From what I can gather from strangers is that this past summer was unusually sunny. The last winter was unusually snowy as well. The temperatures and climate overall were more extreme this year than past years, which screams to me climate change, duh (and Seattle has supposedly made some major changes, but those changes are not being reflected in the cost of living). And so, to my theory.

Native Seattleans were born into a climate of rain and gloom. Sure there are sunny days but not like the ones of late. Thus, there is a certain air about them, a somber sort of goth depression and a “don’t give a fuck” kind of attitude. This demeanor and thereby aesthetic suits rainy days, the gloom and darkness of long stretches of overcast spitting-type rain very well, extremely well; the two came together out of the climate conditions of Seattle itself. In the bright light of a sun-filled day, the look is a bit heavy.

Seeing a Native Seattlean in broad, cloudless sunshine feels like seeing a turtle out of its shell; they look a bit naked, pale, white. And maybe they are all trying to soak up as much sun as they can, when they can, but the general aesthetic is not pleasing. The worst part, however, is the climate change. This past summer, Seattle felt like a place where there is a lot of sunshine, but the type of people who live in places with a lot of sunshine are not like the type of people who do not. Thus, there were a few instances of people who live in sunshine climates strutting around in Seattle during the height of summer, and even they looked out of place. Seattle’s climate forces people who exist within it to dress and thereby look a very strange way. There’s really no way to look good. Not that looking good is important or even worthy of something about which to be written.

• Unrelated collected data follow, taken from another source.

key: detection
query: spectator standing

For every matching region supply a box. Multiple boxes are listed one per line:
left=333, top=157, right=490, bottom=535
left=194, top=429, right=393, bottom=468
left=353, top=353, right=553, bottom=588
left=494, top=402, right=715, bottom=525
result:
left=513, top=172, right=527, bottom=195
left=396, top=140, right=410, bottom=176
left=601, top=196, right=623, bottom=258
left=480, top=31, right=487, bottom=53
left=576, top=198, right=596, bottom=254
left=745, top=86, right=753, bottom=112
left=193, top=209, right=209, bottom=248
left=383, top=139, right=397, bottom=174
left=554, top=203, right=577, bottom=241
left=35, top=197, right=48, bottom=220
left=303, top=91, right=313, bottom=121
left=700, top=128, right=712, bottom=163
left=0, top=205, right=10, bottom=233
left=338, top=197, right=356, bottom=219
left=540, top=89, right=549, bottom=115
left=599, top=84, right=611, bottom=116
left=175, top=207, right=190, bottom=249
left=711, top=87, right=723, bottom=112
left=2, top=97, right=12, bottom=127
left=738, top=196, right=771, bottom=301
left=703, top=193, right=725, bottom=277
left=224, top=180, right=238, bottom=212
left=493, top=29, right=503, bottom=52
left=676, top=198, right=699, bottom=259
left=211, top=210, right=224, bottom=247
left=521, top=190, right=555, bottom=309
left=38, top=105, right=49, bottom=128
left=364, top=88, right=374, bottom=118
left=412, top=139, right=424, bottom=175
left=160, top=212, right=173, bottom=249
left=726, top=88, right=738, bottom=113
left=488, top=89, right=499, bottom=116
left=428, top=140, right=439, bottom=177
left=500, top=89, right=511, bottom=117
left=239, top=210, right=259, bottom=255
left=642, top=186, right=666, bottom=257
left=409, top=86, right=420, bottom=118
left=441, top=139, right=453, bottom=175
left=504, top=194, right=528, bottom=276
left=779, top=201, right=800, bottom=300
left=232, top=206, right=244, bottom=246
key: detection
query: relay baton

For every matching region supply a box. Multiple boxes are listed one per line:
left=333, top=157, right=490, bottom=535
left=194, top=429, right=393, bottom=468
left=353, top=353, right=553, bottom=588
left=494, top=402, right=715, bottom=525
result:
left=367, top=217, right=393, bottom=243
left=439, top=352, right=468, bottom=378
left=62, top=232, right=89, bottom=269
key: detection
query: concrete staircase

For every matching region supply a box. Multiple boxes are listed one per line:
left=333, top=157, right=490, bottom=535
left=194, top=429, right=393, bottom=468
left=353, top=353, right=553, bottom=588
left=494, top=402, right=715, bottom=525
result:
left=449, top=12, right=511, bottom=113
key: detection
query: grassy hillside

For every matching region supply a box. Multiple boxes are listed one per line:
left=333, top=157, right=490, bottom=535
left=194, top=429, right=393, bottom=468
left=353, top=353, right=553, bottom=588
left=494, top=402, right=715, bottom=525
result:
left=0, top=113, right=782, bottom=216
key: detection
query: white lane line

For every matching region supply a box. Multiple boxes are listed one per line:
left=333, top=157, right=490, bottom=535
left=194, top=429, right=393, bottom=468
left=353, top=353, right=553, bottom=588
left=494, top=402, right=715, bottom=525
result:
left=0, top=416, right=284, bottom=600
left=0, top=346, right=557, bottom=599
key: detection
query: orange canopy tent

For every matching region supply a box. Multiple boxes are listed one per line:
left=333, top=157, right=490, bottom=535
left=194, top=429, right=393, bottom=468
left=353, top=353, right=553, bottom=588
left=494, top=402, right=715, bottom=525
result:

Anyway, Seattle feels full (and I use “full” in comparison here as this city feels mostly empty, either dead or dying or preparing itself for a boom) of mostly people who have been shipped in for work in the tech sector. We have met few natives and we’ve met even fewer people our own age (everyone being either older or younger than us), yet everyone we see while walking around seems to be our age. And obviously, Seattle, too, feels like a little baby city with a little too much sprawl, expensive public transportation, and nothing to offer as far as the fun of “street culture” (street food, street fashion) is concerned.

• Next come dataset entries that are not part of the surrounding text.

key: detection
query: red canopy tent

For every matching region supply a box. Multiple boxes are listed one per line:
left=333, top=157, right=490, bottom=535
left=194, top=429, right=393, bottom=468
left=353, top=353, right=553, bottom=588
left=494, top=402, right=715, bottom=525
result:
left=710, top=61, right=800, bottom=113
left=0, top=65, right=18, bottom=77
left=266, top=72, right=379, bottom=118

It’s raining again after about two solid months of hot summer sunshine, and I’m excited and energized by the gloom that rainy weather brings. This is why we chose this place for our ten-month stay, after all. I cannot honestly admit that it has been nice, but it’s been whatever it is that this time was supposed to be. Is it someplace I would ever like to live again? No. Am I upset that I lived here during this time? No. My point is simply that Seattle looks good in the rain; the sunshine only highlights its flaws.